En el paraíso prometido se es onanista, ciego y sordo, un poco pervertido, apenas un superviviente acorralado por el propio miedo impuesto desde afuera. En ese paraíso de neón y vacuidad la gente se tiene miedo mutuo, un joven negro y en shorts es un delincuente por definición y una mujer sociable de más es una santa menos en el pabellón masculino, los partidos de fútbol se juegan en canchas cerradas y acristaladas por aquello de la balacera, las madres entregan a sus criaturas a instituciones educativas privadas donde se les enseña a afilar y utilizar las uñas, y las conmociones generales duran lo que dura el decreto que las ordena.

Allá, en ese paraíso, no podría existir un Parque de los Aburridos –porque fisgonear la partida de dominó ajena es delito–, la incertidumbre del amor libre se sustituye por la certera doble moral –donde un solo casamiento mantiene varios prostíbulos–, el debate de ideas queda reducido a la falsa idea de la democracia mediática, y el voto se ejerce de forma digital desde la misma pantalla de computador desde donde se otea amigo o pareja en un motor de búsqueda que aplica algoritmos para detectar tus coincidencias con otros seres solitarios, pero de chakras impolutos que navegan en la pantalla propia y en la bragueta ajena abrazados a la fibra óptica.

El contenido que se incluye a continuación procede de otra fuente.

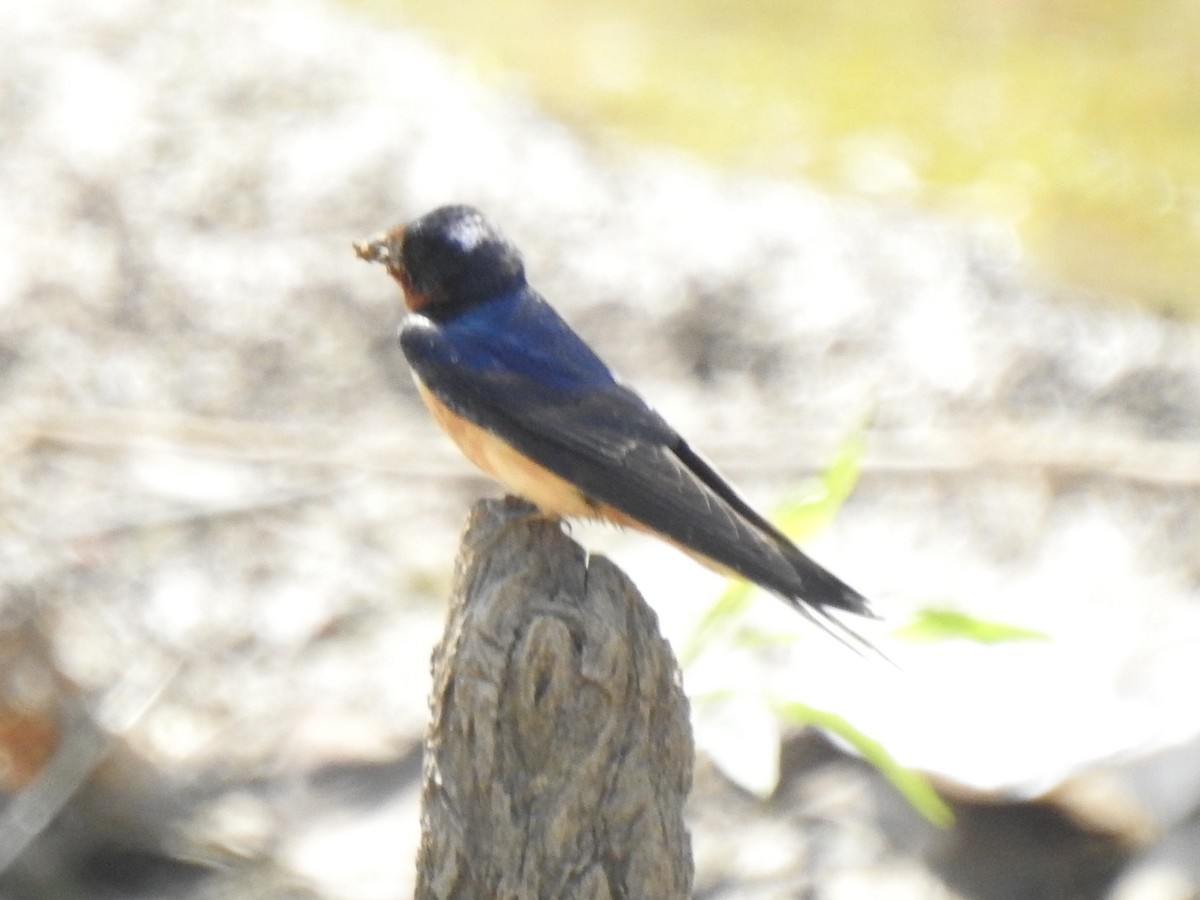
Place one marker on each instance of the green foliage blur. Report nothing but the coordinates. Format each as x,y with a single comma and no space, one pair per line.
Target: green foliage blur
1075,123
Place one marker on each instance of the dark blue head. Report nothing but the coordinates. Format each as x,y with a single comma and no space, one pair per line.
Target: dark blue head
448,261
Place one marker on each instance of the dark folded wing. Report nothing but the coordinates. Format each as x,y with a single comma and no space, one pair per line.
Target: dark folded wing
605,439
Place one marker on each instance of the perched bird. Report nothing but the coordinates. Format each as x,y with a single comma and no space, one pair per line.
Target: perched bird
533,406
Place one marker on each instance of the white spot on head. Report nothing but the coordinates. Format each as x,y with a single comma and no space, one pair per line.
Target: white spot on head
469,232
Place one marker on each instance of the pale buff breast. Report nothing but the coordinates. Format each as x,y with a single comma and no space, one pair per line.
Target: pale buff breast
552,495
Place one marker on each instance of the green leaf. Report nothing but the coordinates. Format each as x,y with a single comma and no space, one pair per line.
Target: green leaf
811,510
940,624
912,785
721,616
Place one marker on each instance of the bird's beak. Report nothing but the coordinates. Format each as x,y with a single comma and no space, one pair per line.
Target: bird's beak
387,250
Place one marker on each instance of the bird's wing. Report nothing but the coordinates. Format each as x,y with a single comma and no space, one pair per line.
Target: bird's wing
601,437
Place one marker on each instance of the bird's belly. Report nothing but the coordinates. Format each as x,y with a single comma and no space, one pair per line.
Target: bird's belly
551,493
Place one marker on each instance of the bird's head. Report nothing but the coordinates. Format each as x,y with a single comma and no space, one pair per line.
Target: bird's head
448,261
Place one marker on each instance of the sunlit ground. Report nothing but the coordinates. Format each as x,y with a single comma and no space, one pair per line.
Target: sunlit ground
1075,123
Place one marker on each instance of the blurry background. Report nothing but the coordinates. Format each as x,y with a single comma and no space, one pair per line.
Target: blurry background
1073,123
227,527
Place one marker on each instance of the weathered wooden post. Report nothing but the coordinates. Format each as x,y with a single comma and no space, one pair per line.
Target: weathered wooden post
558,754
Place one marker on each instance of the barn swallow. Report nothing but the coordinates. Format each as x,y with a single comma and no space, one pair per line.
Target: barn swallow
533,406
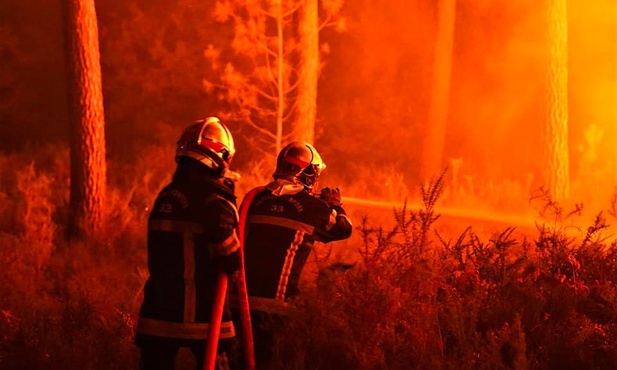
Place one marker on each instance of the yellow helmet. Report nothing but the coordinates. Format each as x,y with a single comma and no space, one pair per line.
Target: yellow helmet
208,141
299,163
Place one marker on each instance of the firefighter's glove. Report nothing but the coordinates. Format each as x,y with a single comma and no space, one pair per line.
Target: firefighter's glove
331,196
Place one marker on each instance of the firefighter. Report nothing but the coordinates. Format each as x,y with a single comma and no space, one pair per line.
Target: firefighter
191,239
283,221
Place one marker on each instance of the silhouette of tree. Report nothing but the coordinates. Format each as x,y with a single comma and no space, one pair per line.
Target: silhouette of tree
432,157
556,157
88,165
271,79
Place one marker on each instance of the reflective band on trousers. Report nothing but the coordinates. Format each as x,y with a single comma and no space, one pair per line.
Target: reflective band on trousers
180,330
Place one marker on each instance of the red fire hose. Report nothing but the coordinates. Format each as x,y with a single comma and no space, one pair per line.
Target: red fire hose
219,301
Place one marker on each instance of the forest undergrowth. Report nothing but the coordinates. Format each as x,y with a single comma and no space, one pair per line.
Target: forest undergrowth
414,299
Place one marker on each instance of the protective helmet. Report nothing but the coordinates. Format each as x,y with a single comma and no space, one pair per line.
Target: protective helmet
299,163
208,141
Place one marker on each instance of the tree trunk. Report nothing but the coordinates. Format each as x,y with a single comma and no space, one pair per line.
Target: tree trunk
309,72
88,166
433,147
556,166
280,65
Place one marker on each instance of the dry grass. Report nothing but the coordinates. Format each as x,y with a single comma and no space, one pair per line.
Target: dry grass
417,296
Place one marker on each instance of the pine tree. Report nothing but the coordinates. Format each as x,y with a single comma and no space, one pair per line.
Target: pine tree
88,165
556,156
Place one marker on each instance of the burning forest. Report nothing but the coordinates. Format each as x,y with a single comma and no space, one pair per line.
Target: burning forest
357,184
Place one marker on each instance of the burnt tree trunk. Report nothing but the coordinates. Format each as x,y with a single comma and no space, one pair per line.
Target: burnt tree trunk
309,72
432,156
556,156
88,166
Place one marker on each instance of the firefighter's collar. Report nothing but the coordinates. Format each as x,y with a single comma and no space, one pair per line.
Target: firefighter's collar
280,187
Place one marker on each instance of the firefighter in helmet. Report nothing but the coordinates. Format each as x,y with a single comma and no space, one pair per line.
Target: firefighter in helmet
191,239
283,221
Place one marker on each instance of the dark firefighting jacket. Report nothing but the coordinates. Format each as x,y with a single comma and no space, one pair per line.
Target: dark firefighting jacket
191,237
279,236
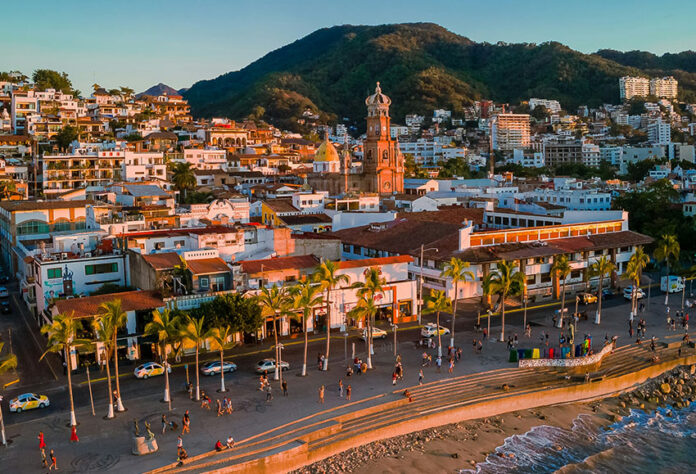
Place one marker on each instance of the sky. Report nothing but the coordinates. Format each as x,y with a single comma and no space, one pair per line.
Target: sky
141,43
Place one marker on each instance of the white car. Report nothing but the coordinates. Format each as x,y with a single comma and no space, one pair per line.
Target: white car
212,368
377,333
431,329
628,293
268,365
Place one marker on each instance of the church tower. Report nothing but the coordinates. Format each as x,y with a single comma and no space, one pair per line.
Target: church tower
383,164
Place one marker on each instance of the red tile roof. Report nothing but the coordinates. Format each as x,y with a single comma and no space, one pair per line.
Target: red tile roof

El paraíso vacuo es fácil de manejar, pero insoportable de vivir si se piensa o si se cree, ingenua pero necesariamente, que no somos nadie sin los otros y que la salvación individual depende indefectiblemente de la salvación de la Humanidad. Vuelta a empezar.

4 comentarios:

Anónimo dijo...

Yo prefiero la terapia del té de cualquier yerba (y mientras más rara mejor) para conversar y explorar al otro, de modo que cada vez menos sea ese "otro".

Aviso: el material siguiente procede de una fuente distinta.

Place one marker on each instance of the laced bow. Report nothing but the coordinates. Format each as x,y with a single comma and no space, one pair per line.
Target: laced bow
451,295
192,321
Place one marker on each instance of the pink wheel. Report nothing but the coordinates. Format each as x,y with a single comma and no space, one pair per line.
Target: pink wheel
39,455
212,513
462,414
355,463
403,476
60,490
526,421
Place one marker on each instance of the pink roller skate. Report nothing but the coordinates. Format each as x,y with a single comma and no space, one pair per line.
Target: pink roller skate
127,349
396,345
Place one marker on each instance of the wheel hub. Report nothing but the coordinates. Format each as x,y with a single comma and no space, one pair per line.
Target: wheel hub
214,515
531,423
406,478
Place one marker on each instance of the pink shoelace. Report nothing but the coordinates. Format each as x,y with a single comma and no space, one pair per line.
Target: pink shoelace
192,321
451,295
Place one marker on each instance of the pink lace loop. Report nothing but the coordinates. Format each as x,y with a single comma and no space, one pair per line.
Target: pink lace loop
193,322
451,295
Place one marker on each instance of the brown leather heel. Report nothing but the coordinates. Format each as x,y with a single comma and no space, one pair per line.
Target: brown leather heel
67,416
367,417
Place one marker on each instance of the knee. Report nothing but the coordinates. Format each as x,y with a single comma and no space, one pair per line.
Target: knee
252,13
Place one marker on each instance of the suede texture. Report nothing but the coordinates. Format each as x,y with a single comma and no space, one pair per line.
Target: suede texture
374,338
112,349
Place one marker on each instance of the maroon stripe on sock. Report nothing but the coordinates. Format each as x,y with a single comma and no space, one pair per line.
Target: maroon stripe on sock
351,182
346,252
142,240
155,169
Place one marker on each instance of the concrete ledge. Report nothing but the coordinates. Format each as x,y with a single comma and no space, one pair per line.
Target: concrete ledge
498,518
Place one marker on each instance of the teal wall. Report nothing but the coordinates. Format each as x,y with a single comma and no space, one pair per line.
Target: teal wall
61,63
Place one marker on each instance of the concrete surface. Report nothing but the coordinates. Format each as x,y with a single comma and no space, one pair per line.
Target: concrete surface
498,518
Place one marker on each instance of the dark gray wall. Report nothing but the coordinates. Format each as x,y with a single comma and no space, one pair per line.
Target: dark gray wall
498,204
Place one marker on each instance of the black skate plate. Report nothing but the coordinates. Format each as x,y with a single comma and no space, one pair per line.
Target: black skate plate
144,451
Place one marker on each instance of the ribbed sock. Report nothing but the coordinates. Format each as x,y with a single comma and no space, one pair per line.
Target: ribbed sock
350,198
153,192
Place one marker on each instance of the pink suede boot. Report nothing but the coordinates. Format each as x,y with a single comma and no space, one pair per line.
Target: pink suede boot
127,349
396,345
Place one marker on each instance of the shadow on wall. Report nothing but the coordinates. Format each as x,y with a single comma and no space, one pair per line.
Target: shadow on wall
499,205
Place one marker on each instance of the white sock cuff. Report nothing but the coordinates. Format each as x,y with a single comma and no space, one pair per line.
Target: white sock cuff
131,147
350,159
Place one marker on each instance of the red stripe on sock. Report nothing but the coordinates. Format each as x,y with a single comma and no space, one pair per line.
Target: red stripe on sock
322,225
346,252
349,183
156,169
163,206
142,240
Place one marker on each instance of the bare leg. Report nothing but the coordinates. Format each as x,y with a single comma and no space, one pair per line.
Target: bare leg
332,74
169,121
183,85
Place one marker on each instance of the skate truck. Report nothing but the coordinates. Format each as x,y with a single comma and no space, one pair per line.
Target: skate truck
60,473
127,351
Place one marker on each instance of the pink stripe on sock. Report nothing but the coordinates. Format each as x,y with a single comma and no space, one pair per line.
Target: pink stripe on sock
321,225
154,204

Sí, esto de que el pobre lo es por el karma me k-breó hace rato. Y de ser así por qué no desafiar a los dioses.

Dalys dijo...

Es verdad, nos aislamos y nos seguimos deshumanizando para mantener la distancia con los otros, porque vivimos con "miedo los peligros del entorno"...que tristeza!

Y si intentas dar una explicación coherente, la sin razón del karma y el destino te dejan la solidaridad sin argumentos y cada día es como una lucha contra el absurdo...Es difícil vivir el surrealismo!

Anónimo dijo...

a lo mejor hago menos, mucho menos de lo que debería, pero me niego a ese paraíso vacuo...recuerdo como me arrechaba ver a decenas, y algunas veces centenares de adolescentes en Bogotá reclamando frente a la plaza de toros, por la sangre de los toros, pero luego vi muy pocas adolescentes reclamando por secuestrados, por otras causas humanas. Y no quiero decir que esa indiferencia pertenece a un lugar, no, pertenece a todos...cuando más información hay, cuándo más "conexión", es cuando más buscamos como tapas soledades en esos mundos tan idiotas, francamente cada vez entiendo menos esta locura. Lo siento, soy muy estrecha y no doy pa tanto

Paco Gómez Nadal dijo...

El entorno, creo yo, nunca es peligroso. El peligro es una sensación alimentada por el miedo y el miedo no deja de ser un patrimonio individual graduable. ¿Qué sentido tiene estar teóricamente bien por dentro si fuera todo huele a carne quemada y desolación ajena?